3列シートというと真っ先に思い浮かぶのはミニバンだ。その一方で、最近注目されているのは多人数が乗れる3列シートSUV。走りやデザインを諦めたくない、でも家族や友人とドライブを楽しみたい!話題の2モデルを集めて、使い勝手や居住性を比較してみた。
SUVの用途を拡大する3列シートに注目したい
メルセデス・ベンツが3列シートを備えるブランニューモデルのGLBを投入したことで、CセグメントのSUVに新たな価値が加わった。7人乗りが可能なプレミアム系の輸入車は、ランドローバーのディスカバリースポーツ(オプション)だけだったからだ。

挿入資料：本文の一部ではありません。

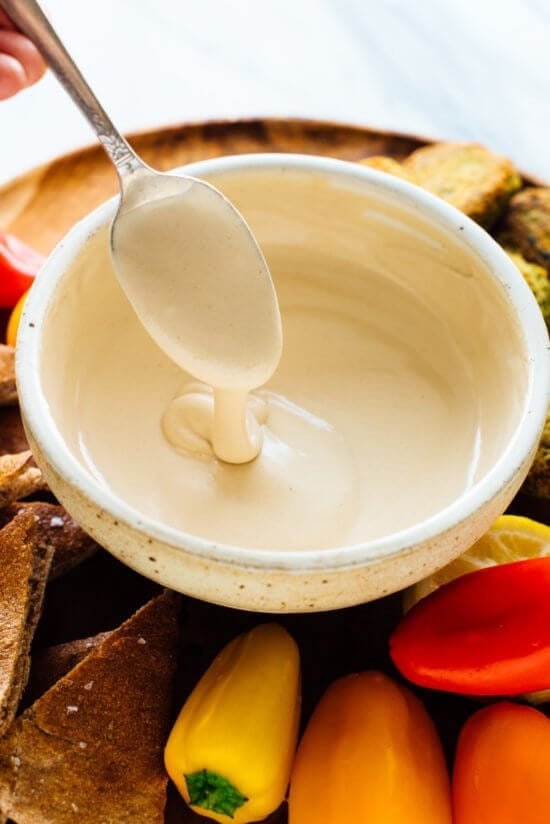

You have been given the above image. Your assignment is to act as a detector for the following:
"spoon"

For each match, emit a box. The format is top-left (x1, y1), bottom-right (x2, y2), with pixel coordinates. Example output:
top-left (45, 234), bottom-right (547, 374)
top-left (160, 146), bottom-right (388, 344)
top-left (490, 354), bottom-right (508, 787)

top-left (0, 0), bottom-right (282, 400)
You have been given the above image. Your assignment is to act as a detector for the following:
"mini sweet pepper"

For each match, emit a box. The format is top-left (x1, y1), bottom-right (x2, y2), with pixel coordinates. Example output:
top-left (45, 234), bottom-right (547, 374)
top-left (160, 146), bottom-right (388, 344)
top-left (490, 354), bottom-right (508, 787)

top-left (289, 672), bottom-right (451, 824)
top-left (0, 232), bottom-right (44, 309)
top-left (390, 557), bottom-right (550, 696)
top-left (453, 701), bottom-right (550, 824)
top-left (165, 624), bottom-right (300, 824)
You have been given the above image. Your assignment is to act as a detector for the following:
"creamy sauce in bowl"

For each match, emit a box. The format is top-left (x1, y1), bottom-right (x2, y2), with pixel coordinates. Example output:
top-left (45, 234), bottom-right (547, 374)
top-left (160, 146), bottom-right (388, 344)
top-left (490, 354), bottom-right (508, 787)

top-left (112, 189), bottom-right (281, 464)
top-left (42, 170), bottom-right (527, 551)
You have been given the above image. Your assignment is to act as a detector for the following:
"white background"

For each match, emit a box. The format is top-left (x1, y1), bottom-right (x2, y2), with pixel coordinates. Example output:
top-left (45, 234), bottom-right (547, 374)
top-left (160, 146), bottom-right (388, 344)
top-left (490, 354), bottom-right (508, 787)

top-left (0, 0), bottom-right (550, 182)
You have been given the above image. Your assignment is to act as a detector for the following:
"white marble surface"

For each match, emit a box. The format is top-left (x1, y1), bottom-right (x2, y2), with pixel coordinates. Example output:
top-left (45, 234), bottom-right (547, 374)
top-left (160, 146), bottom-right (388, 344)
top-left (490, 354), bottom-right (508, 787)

top-left (0, 0), bottom-right (550, 182)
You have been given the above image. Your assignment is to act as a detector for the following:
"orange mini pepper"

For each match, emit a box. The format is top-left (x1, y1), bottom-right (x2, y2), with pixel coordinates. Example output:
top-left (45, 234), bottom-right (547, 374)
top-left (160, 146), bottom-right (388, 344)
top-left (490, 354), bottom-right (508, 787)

top-left (289, 672), bottom-right (451, 824)
top-left (453, 702), bottom-right (550, 824)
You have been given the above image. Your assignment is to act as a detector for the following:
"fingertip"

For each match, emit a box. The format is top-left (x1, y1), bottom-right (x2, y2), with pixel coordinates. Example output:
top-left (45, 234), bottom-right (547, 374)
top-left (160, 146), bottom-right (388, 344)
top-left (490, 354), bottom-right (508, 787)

top-left (0, 54), bottom-right (28, 100)
top-left (0, 29), bottom-right (46, 87)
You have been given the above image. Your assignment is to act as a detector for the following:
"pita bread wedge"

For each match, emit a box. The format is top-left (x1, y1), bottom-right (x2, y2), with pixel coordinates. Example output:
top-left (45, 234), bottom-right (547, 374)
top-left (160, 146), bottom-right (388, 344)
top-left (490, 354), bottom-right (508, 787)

top-left (0, 501), bottom-right (100, 581)
top-left (0, 343), bottom-right (17, 406)
top-left (0, 592), bottom-right (180, 824)
top-left (0, 512), bottom-right (53, 735)
top-left (0, 406), bottom-right (29, 455)
top-left (22, 632), bottom-right (110, 706)
top-left (0, 449), bottom-right (47, 509)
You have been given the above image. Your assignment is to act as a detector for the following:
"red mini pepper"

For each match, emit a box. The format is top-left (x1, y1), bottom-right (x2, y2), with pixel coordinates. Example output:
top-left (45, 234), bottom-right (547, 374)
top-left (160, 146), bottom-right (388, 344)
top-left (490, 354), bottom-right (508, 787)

top-left (0, 232), bottom-right (45, 309)
top-left (390, 558), bottom-right (550, 696)
top-left (453, 702), bottom-right (550, 824)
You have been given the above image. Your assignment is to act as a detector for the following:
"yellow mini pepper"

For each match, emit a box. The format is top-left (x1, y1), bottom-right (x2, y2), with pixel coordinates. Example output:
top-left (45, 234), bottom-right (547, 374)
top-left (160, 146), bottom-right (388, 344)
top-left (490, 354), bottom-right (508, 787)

top-left (164, 624), bottom-right (300, 824)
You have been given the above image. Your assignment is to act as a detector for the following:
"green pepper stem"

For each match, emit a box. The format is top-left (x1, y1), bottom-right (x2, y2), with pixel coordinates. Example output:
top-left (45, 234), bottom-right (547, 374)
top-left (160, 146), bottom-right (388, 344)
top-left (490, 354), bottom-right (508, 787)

top-left (185, 770), bottom-right (248, 818)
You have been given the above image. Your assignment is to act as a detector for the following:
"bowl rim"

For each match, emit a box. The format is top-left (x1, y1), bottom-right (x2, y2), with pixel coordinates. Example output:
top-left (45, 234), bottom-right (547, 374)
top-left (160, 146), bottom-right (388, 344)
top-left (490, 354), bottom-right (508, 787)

top-left (16, 153), bottom-right (550, 572)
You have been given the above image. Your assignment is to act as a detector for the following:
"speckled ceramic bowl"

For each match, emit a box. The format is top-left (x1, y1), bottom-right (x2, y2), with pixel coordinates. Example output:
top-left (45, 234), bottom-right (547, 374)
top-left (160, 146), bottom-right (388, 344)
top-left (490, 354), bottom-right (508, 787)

top-left (17, 155), bottom-right (549, 612)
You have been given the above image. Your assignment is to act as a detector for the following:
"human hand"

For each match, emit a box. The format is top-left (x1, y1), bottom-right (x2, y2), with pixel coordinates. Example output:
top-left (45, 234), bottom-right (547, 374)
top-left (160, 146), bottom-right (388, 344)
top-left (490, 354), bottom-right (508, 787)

top-left (0, 9), bottom-right (46, 100)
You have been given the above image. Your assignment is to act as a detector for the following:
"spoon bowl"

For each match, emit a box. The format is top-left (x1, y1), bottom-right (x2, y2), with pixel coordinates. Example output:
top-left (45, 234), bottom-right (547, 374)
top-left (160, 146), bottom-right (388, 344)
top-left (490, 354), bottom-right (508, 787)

top-left (1, 0), bottom-right (282, 396)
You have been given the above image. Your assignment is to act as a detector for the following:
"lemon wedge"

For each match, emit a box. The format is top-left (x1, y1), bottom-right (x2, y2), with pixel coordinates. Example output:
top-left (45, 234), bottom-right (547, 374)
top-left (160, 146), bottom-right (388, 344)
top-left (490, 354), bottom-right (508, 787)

top-left (403, 515), bottom-right (550, 704)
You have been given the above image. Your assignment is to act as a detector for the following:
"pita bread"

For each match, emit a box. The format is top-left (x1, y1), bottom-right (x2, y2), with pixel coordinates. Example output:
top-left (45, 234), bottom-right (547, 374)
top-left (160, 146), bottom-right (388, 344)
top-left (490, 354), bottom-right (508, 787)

top-left (0, 512), bottom-right (53, 735)
top-left (22, 632), bottom-right (110, 706)
top-left (0, 406), bottom-right (29, 455)
top-left (0, 501), bottom-right (100, 581)
top-left (0, 449), bottom-right (47, 509)
top-left (0, 343), bottom-right (17, 406)
top-left (0, 592), bottom-right (180, 824)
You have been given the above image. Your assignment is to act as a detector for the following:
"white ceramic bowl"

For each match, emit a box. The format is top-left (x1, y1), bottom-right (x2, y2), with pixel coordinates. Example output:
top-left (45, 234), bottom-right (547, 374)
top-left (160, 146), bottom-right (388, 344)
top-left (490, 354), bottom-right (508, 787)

top-left (17, 155), bottom-right (549, 612)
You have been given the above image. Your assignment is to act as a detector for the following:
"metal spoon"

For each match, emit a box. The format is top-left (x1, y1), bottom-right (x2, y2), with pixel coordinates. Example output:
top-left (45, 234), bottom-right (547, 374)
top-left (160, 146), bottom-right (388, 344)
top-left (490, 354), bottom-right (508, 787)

top-left (0, 0), bottom-right (282, 391)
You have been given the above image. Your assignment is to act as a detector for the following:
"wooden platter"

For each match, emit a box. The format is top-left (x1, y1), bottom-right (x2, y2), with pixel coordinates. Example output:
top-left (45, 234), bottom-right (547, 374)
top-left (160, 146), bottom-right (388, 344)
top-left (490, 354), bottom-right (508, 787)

top-left (0, 119), bottom-right (541, 824)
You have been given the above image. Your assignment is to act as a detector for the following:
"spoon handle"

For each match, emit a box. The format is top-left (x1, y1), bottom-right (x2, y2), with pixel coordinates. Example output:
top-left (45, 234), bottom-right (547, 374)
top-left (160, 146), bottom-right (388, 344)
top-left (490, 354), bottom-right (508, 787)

top-left (0, 0), bottom-right (142, 180)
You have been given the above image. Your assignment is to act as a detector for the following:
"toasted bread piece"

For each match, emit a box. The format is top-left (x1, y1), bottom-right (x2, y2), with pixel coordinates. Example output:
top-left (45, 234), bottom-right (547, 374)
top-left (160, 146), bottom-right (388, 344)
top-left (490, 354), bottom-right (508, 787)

top-left (521, 412), bottom-right (550, 501)
top-left (359, 155), bottom-right (415, 183)
top-left (403, 143), bottom-right (521, 228)
top-left (0, 449), bottom-right (47, 509)
top-left (504, 249), bottom-right (550, 328)
top-left (0, 512), bottom-right (53, 735)
top-left (0, 501), bottom-right (100, 581)
top-left (23, 632), bottom-right (110, 706)
top-left (498, 187), bottom-right (550, 273)
top-left (0, 592), bottom-right (180, 824)
top-left (0, 406), bottom-right (29, 455)
top-left (0, 343), bottom-right (17, 406)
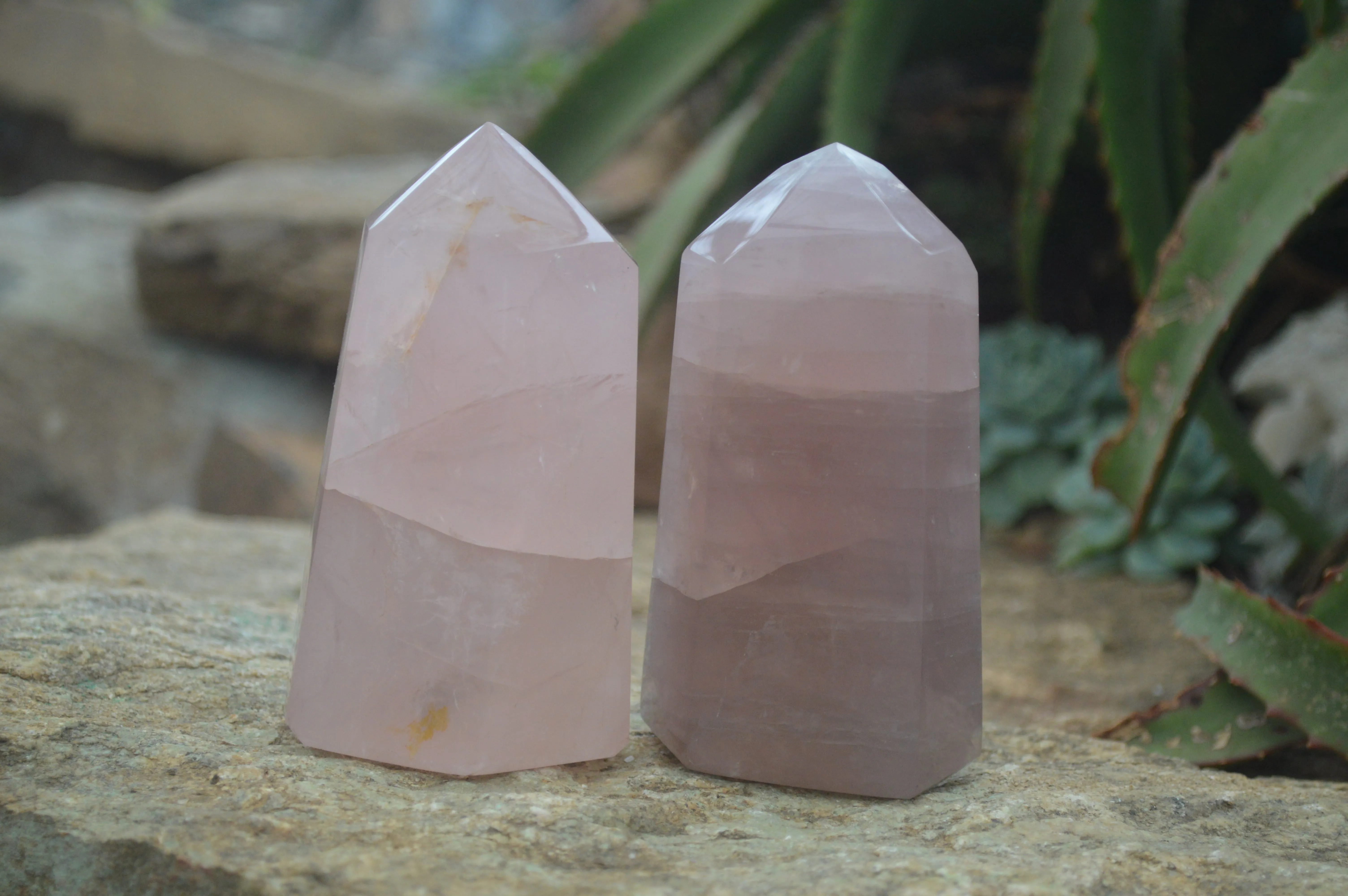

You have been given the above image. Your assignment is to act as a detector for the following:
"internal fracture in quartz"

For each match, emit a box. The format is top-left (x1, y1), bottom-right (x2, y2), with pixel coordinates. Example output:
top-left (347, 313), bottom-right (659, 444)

top-left (286, 124), bottom-right (636, 775)
top-left (642, 144), bottom-right (983, 796)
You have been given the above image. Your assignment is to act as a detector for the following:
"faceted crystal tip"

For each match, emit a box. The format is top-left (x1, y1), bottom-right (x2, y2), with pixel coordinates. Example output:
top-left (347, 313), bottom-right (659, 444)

top-left (642, 144), bottom-right (981, 796)
top-left (287, 124), bottom-right (636, 775)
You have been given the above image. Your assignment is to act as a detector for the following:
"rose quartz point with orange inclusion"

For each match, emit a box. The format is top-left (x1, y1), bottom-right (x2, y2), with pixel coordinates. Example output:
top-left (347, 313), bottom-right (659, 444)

top-left (642, 144), bottom-right (983, 798)
top-left (286, 124), bottom-right (636, 775)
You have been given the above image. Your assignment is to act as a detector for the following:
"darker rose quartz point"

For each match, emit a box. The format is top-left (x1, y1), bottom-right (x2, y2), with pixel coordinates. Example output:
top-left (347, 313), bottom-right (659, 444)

top-left (642, 144), bottom-right (981, 798)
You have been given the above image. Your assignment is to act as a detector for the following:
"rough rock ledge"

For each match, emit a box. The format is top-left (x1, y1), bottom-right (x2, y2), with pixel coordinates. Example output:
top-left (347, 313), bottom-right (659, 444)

top-left (0, 512), bottom-right (1348, 896)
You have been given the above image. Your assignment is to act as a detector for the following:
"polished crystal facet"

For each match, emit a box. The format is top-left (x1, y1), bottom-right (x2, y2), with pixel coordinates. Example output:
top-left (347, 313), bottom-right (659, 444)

top-left (642, 144), bottom-right (981, 796)
top-left (286, 124), bottom-right (636, 775)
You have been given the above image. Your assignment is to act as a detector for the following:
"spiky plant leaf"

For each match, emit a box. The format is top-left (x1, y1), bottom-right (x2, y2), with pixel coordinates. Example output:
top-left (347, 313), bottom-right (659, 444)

top-left (1095, 0), bottom-right (1188, 292)
top-left (1175, 570), bottom-right (1348, 753)
top-left (1097, 672), bottom-right (1306, 765)
top-left (528, 0), bottom-right (780, 189)
top-left (824, 0), bottom-right (922, 155)
top-left (1095, 38), bottom-right (1348, 520)
top-left (632, 26), bottom-right (833, 327)
top-left (631, 98), bottom-right (762, 322)
top-left (1016, 0), bottom-right (1096, 317)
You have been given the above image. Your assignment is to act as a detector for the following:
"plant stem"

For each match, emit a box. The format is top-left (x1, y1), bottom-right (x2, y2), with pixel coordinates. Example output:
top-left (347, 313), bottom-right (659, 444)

top-left (1196, 376), bottom-right (1333, 554)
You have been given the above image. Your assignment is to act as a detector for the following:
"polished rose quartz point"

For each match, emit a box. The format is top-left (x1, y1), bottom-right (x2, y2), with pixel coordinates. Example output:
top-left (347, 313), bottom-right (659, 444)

top-left (642, 144), bottom-right (983, 798)
top-left (286, 124), bottom-right (636, 775)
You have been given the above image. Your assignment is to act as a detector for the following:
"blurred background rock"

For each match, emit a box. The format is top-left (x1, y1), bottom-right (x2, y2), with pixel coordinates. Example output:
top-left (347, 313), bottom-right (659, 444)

top-left (0, 0), bottom-right (666, 543)
top-left (0, 0), bottom-right (1037, 540)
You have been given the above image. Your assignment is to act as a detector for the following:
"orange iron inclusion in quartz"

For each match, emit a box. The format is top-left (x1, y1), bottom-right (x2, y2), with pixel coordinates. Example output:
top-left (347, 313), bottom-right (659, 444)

top-left (642, 144), bottom-right (983, 798)
top-left (286, 124), bottom-right (636, 775)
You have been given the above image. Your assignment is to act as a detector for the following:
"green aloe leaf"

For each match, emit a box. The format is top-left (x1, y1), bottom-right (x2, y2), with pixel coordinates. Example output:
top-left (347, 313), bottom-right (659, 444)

top-left (1095, 0), bottom-right (1189, 294)
top-left (528, 0), bottom-right (778, 189)
top-left (1095, 40), bottom-right (1348, 520)
top-left (632, 27), bottom-right (833, 326)
top-left (1175, 570), bottom-right (1348, 753)
top-left (1016, 0), bottom-right (1096, 317)
top-left (824, 0), bottom-right (922, 155)
top-left (1099, 672), bottom-right (1306, 765)
top-left (632, 98), bottom-right (762, 322)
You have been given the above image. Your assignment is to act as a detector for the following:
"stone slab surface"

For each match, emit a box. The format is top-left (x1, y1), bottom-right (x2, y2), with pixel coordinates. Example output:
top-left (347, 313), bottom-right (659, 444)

top-left (0, 512), bottom-right (1348, 895)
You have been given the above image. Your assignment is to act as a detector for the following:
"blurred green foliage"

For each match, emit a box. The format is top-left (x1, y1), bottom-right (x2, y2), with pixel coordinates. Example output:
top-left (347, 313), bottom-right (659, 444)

top-left (979, 321), bottom-right (1127, 527)
top-left (531, 0), bottom-right (1348, 761)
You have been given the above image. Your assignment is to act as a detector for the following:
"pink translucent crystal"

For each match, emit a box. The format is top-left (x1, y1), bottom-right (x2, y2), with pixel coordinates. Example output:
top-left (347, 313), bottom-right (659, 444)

top-left (642, 144), bottom-right (983, 796)
top-left (286, 124), bottom-right (636, 775)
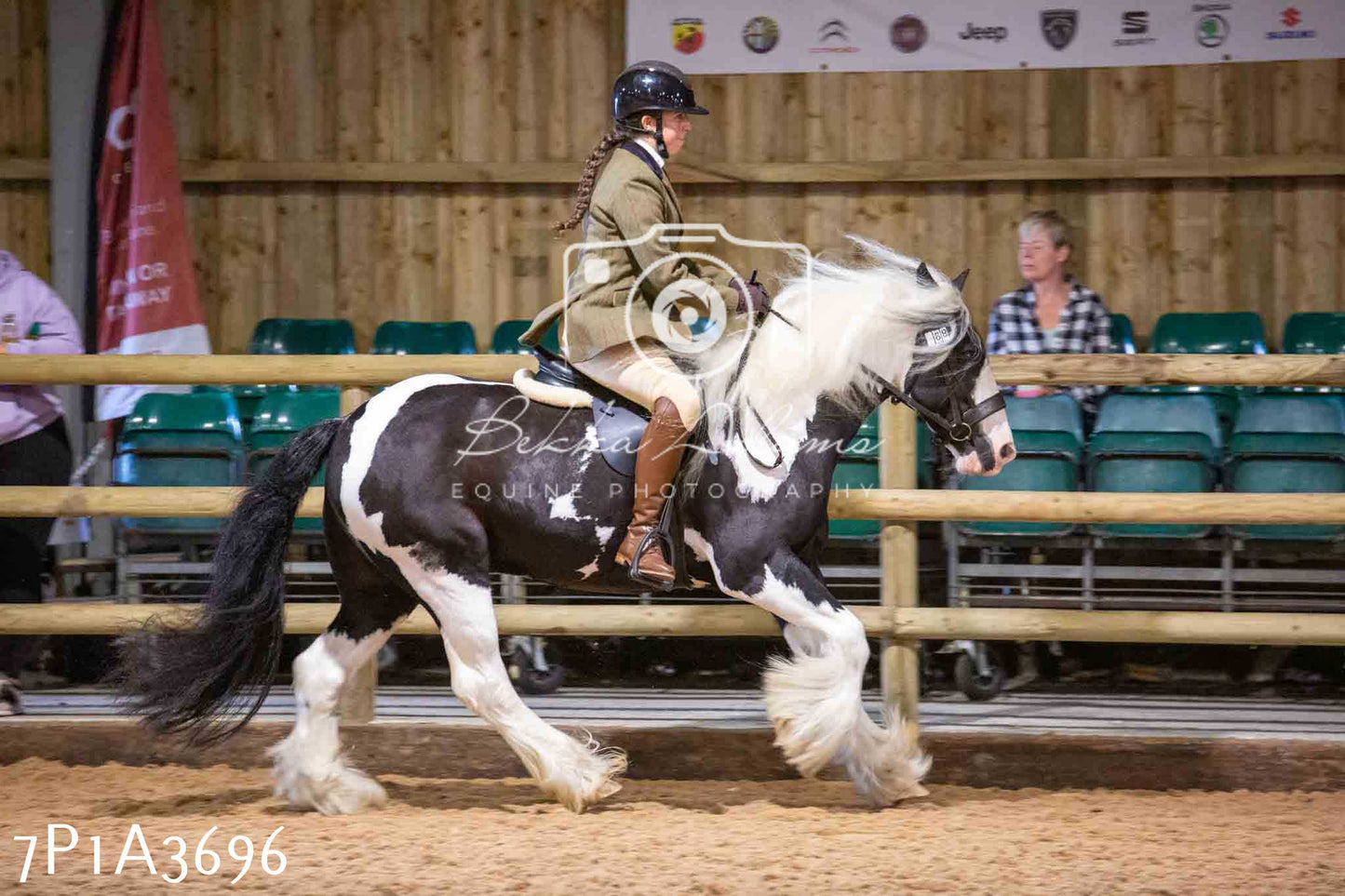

ただ、フル7シーターとはいえない。GLBは大柄に見えるものの、DセグメントのSUVと比べればコンパクトだ。そのため、3列シートは身長169cm以下の乗員に制限されている。男性としては大柄なリポーターが試しに乗り込んだところ、ひざ回りのスペースはギリギリで確保できるが頭上スペースはゼロ以下だった。
このあたりのパッケージは、ディスカバリースポーツも同じだ。強引に乗り込むことはできるが、3列シートの姿勢は体育座りになってしまう。その一方で、3列シートを床に収納すれば広大に荷物スペースが確保される。2列シートのひざ回にも、スペースの十分な余裕を得ている。GLBの使い勝手にも大きな違いはない。
いずれにしろ、日常はファミリーユースに打ってつけのSUVといえる。さらに、お子さんの友達が3列シートに乗る。あるいは、お子さんが3列シートに、祖父母が2列シートに座るなど用途の拡大は見逃せない魅力となる。
走りはどうだろうか、今回の試乗車は両モデルともに2Lの直列4気筒ディーゼルターボを搭載する。GLBは、最大トルク320Nmを発揮。ディーゼルとしては控えめなスペックながら、市街地での性能に不満はない。アクセルを少し踏みぎみにするか走行モードがスポーツなら2000rpm台に乗せやすく、力強さの余裕が確かめられる。だが、際限なくあふれ出すようなトルクは期待できない。駆動方式がFFなので、刺激をともなうほどの強大なトルクは受け入れ難いのだろう。
高速道路では、8速100km/hで1500rpmとなる。速やかな追い越しをかける場面では、やはりアクセルを踏みぎみにする必要があり8速のままというわけにはいかず。アクセルをさらに踏み込むと、スムーズに4500rpmまで吹け上がるが加速が勢いづく実感はない。とはいうものの、GLBで走りの刺激を期待するなら最高出力224psを発揮する2Lの直列4気筒ガソリンターボを積む250 4マチック・スポーツが用意されている。